За «конфликтность» к тому же частенько воспринимали дотошность Борисова, «до запятой», как говорит Вадим Абдрашитов, уточнявшего нюансы не только своей роли, но и партнеров по сцене и киносъемкам. Он понимал, что только режиссер целиком видит всю картину. Но понимал также, что без тщательной детализации не только качественно подготовленного текста, но и музыки, света, художественного оформления, мизансцен не только со своим участием, вся его глубинная подготовка к роли медного гроша не стоит и он может превратиться в говорящего робота.
Петр Тодоровский, столкнувшийся во время работы над лентой «По главной улице с оркестром» с поразившей его дотошностью и строгостью Олега Ивановича, тратившего себя до основания, никому не дававшего расслабляться, по несколько раз обговаривавшего каждую сцену, каждую деталь, каждое движение партнеров, называет Борисова «автором роли». «В этом и кроется талант артиста, — говорил Петр Ефимович. — Он привносил нечто такое, что обогащало не только его роль, но и всю картину». Тодоровский видел за кадром недомогание Борисова, которому — трудно, но как только Олег Иванович появлялся перед камерой, он становился молодым, красивым и здоровым. Актер редкой драматической силы. Каждую секунду он был неожиданным.
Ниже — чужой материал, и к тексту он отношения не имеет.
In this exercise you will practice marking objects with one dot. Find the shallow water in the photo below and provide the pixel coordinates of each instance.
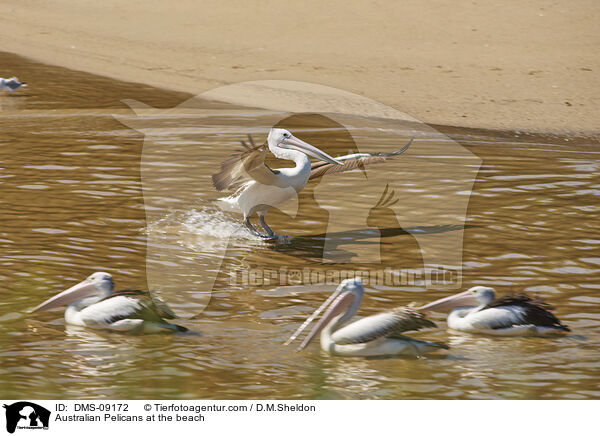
(82, 191)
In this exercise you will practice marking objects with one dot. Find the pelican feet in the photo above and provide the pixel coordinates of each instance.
(270, 235)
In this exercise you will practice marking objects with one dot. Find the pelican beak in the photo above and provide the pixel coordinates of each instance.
(77, 292)
(465, 298)
(304, 147)
(338, 302)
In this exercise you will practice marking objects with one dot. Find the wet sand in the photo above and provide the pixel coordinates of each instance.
(507, 66)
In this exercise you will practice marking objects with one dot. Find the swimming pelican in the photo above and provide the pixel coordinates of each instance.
(11, 84)
(511, 315)
(258, 187)
(93, 303)
(376, 335)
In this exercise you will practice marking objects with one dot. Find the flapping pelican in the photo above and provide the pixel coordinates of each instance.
(11, 84)
(93, 303)
(258, 187)
(511, 315)
(376, 335)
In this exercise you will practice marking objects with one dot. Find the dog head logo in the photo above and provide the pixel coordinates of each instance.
(26, 415)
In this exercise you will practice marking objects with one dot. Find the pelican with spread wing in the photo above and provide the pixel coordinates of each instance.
(257, 188)
(375, 335)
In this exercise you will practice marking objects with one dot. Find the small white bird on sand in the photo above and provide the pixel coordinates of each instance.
(11, 84)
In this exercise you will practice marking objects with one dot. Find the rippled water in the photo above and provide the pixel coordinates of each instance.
(82, 191)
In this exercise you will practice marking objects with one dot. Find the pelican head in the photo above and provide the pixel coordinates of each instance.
(475, 296)
(283, 139)
(96, 287)
(345, 301)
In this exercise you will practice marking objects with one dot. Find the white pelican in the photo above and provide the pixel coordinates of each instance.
(93, 303)
(376, 335)
(511, 315)
(258, 187)
(11, 84)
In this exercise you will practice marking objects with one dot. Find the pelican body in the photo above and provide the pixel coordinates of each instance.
(477, 310)
(258, 188)
(376, 335)
(93, 303)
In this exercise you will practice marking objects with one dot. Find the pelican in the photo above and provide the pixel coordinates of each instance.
(511, 315)
(93, 303)
(376, 335)
(11, 84)
(257, 188)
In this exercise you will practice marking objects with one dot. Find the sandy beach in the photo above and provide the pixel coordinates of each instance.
(510, 65)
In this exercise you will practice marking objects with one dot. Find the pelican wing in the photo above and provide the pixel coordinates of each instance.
(352, 161)
(390, 324)
(127, 304)
(520, 309)
(244, 167)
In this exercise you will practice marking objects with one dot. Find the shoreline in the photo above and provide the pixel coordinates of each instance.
(544, 81)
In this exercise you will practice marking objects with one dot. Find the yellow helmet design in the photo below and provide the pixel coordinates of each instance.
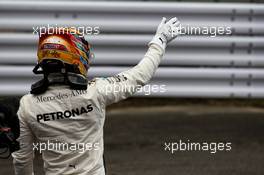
(66, 45)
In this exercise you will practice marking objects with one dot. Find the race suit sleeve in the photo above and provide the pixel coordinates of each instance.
(23, 158)
(125, 84)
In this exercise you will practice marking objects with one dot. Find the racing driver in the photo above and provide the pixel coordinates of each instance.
(64, 114)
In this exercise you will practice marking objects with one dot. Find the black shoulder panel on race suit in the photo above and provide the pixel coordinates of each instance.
(56, 72)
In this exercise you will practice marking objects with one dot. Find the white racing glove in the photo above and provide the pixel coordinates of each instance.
(166, 32)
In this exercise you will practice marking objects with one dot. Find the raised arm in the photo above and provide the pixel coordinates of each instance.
(125, 84)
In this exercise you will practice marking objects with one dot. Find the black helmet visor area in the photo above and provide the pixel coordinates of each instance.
(57, 72)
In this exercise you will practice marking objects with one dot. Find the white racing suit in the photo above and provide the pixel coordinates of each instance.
(67, 125)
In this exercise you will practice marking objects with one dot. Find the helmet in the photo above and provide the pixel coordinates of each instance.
(66, 54)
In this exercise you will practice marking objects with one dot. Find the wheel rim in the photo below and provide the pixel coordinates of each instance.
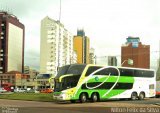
(133, 96)
(141, 96)
(95, 98)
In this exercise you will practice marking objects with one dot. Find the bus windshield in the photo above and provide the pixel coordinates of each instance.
(69, 81)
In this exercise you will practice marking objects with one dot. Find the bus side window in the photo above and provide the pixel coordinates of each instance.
(91, 70)
(126, 72)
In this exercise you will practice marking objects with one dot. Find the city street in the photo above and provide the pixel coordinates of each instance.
(16, 106)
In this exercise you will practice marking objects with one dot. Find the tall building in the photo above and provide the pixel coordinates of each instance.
(81, 45)
(11, 43)
(112, 61)
(56, 46)
(135, 50)
(92, 56)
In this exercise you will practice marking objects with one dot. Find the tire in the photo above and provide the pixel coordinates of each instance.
(133, 96)
(141, 96)
(73, 101)
(94, 97)
(83, 98)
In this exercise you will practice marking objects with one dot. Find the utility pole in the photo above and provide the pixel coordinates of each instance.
(59, 38)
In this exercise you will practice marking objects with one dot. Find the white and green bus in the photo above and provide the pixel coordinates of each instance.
(92, 82)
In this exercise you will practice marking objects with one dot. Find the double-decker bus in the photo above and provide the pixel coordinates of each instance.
(92, 82)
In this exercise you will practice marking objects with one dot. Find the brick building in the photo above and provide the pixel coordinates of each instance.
(135, 50)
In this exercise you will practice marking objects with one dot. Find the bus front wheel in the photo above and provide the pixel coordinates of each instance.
(83, 98)
(94, 97)
(141, 96)
(134, 96)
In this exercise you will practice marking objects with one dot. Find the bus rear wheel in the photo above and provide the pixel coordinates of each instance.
(83, 98)
(141, 96)
(134, 96)
(94, 97)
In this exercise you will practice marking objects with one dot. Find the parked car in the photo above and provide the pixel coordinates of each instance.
(2, 90)
(20, 90)
(48, 90)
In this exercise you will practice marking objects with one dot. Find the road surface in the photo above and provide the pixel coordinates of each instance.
(17, 106)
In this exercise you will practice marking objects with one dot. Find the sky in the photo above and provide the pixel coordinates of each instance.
(106, 22)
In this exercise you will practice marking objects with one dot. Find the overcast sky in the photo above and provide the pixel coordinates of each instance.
(107, 22)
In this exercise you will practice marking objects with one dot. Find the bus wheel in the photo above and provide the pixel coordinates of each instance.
(73, 101)
(94, 97)
(141, 96)
(134, 96)
(83, 98)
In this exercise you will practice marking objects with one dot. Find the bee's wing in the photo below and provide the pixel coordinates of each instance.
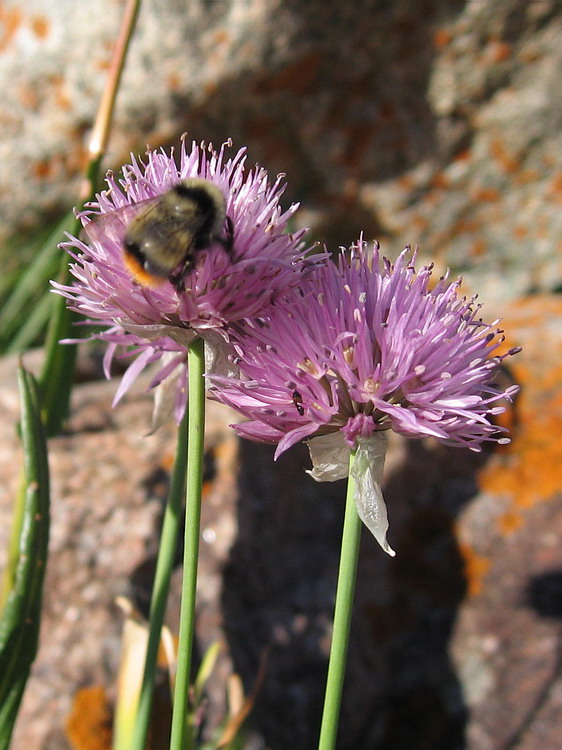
(113, 225)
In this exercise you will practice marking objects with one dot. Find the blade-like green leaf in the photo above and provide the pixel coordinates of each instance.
(19, 624)
(33, 283)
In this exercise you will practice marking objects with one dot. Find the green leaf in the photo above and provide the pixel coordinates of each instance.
(32, 286)
(19, 624)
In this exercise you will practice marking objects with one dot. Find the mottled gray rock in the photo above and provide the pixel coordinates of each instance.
(433, 123)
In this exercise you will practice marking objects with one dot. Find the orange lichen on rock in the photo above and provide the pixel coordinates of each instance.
(527, 471)
(40, 26)
(475, 569)
(88, 726)
(10, 21)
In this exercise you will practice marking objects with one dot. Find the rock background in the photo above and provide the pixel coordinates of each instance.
(456, 641)
(435, 123)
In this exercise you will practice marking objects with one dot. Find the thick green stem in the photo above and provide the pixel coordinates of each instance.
(164, 567)
(342, 618)
(196, 407)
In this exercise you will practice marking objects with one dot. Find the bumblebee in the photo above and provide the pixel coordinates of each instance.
(165, 234)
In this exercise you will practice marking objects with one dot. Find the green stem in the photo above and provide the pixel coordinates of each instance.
(196, 409)
(57, 376)
(342, 617)
(164, 566)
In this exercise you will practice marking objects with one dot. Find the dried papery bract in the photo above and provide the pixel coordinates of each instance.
(368, 346)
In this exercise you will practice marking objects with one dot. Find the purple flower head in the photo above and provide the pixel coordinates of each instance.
(224, 286)
(363, 347)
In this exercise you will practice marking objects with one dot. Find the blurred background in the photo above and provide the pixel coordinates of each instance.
(436, 123)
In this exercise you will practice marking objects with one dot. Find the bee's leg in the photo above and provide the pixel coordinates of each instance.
(177, 277)
(228, 240)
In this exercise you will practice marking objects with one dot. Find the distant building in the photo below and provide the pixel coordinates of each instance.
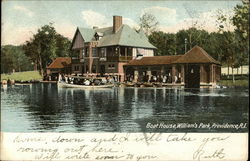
(59, 65)
(104, 51)
(194, 69)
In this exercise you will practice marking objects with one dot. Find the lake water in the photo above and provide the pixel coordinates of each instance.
(47, 108)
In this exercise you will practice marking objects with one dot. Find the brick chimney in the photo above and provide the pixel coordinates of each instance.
(117, 23)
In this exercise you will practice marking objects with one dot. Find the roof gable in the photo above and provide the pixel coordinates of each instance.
(196, 55)
(154, 60)
(125, 36)
(60, 62)
(87, 34)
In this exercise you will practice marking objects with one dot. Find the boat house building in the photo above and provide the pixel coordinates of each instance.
(121, 52)
(193, 69)
(104, 51)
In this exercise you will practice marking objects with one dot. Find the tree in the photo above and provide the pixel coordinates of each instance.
(14, 59)
(45, 46)
(241, 20)
(148, 23)
(237, 42)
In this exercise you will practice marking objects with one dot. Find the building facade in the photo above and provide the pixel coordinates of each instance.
(194, 69)
(59, 65)
(122, 52)
(104, 51)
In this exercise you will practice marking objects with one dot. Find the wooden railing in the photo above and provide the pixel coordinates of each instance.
(119, 58)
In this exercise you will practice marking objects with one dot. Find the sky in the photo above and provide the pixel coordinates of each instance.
(22, 19)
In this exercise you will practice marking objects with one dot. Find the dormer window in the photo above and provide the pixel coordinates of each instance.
(98, 36)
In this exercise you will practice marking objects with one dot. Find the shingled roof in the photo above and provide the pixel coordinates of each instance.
(125, 36)
(60, 62)
(154, 60)
(196, 55)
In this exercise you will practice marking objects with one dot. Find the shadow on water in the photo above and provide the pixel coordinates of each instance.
(45, 107)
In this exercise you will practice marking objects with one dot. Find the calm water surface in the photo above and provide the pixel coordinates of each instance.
(46, 108)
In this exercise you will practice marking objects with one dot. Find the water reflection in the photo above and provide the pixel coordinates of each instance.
(44, 107)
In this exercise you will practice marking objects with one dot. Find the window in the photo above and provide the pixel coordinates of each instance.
(86, 52)
(111, 66)
(93, 69)
(94, 52)
(83, 52)
(103, 52)
(77, 68)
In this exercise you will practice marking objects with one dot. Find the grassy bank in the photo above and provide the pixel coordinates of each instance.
(22, 76)
(237, 83)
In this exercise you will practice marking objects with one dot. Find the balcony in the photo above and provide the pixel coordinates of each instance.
(76, 60)
(119, 58)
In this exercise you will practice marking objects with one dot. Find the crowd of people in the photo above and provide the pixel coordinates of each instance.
(87, 80)
(155, 78)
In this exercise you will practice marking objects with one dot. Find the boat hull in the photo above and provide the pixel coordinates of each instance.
(65, 85)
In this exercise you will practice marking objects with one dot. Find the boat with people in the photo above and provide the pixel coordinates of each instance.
(68, 85)
(84, 82)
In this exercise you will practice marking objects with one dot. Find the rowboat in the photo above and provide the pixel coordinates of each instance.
(67, 85)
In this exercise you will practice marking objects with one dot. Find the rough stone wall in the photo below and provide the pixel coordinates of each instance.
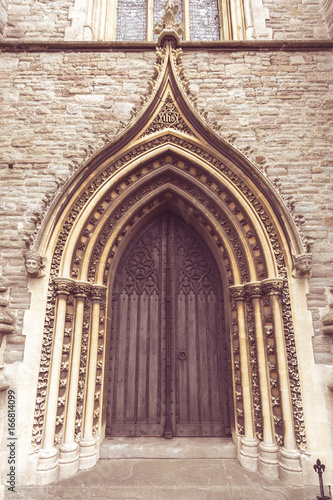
(296, 19)
(52, 106)
(38, 19)
(56, 104)
(47, 20)
(281, 105)
(328, 12)
(3, 18)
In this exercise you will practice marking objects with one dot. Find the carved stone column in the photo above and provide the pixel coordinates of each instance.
(290, 470)
(249, 443)
(6, 328)
(268, 455)
(68, 457)
(88, 453)
(48, 460)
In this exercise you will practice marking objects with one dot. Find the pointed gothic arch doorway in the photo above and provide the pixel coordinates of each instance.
(168, 359)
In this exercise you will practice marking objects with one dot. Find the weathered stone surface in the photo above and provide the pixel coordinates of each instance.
(56, 104)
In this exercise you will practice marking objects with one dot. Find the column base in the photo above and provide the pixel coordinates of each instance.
(249, 454)
(269, 460)
(68, 460)
(88, 453)
(47, 469)
(290, 471)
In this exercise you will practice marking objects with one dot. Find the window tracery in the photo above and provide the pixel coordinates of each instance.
(133, 20)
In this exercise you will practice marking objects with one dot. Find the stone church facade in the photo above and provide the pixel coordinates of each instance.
(166, 231)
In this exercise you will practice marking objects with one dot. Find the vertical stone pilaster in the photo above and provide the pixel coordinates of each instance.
(48, 461)
(290, 470)
(68, 457)
(268, 456)
(249, 443)
(88, 454)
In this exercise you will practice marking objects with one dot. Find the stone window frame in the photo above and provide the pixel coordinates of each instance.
(243, 20)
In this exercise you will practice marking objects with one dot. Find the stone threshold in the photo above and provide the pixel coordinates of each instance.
(154, 447)
(220, 46)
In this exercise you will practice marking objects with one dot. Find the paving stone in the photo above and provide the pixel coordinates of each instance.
(171, 479)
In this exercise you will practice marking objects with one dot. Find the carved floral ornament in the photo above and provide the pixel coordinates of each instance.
(167, 157)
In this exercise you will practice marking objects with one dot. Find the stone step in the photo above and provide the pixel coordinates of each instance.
(152, 447)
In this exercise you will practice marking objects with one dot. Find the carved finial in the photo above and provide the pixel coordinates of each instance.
(34, 264)
(168, 25)
(303, 266)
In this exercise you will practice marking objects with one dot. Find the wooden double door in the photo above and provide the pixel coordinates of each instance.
(168, 356)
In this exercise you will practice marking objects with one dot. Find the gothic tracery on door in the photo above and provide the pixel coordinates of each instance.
(168, 367)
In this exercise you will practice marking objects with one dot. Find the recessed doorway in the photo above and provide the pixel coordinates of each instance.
(168, 361)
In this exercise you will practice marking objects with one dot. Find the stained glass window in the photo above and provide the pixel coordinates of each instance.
(204, 20)
(159, 12)
(131, 20)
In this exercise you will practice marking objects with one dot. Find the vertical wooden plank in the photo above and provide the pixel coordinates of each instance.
(193, 364)
(154, 359)
(142, 357)
(182, 365)
(131, 356)
(214, 358)
(121, 356)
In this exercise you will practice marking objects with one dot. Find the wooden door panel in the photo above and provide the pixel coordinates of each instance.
(136, 371)
(168, 353)
(197, 330)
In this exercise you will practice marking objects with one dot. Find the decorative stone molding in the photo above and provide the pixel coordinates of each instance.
(6, 328)
(253, 290)
(6, 321)
(272, 286)
(302, 266)
(237, 292)
(34, 264)
(63, 286)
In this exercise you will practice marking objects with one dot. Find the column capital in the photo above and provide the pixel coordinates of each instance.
(98, 292)
(82, 289)
(63, 286)
(237, 292)
(273, 286)
(254, 289)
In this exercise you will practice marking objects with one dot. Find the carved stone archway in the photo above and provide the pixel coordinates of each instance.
(168, 157)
Михаил Александрович Чехов со ссылкой на австрийского философа и педагога Рудольфа Штейнера приводил интересное признание известного венского актера — Левинского — по поводу трех сознаний на сцене: «Я ничего не мог бы достичь как актер, если бы появлялся на сцене таким, каков я есть в действительности: маленьким, горбатым, со скрипучим голосом и безобразным лицом… Но я сумел помочь себе в этом отношении: я всегда появляюсь на сцене как три человека. Один — маленький, горбатый, уродливый. Другой — идеальный, чисто духовный, находящийся вне горбатого, уродливого; его я всегда должен иметь перед собой. И, наконец, в качестве третьего… я вместе со вторым играю на горбатом, уродливом и скрипучем». Такое состояние, считал Штейнер, должно стать сознательным и привычным для актера.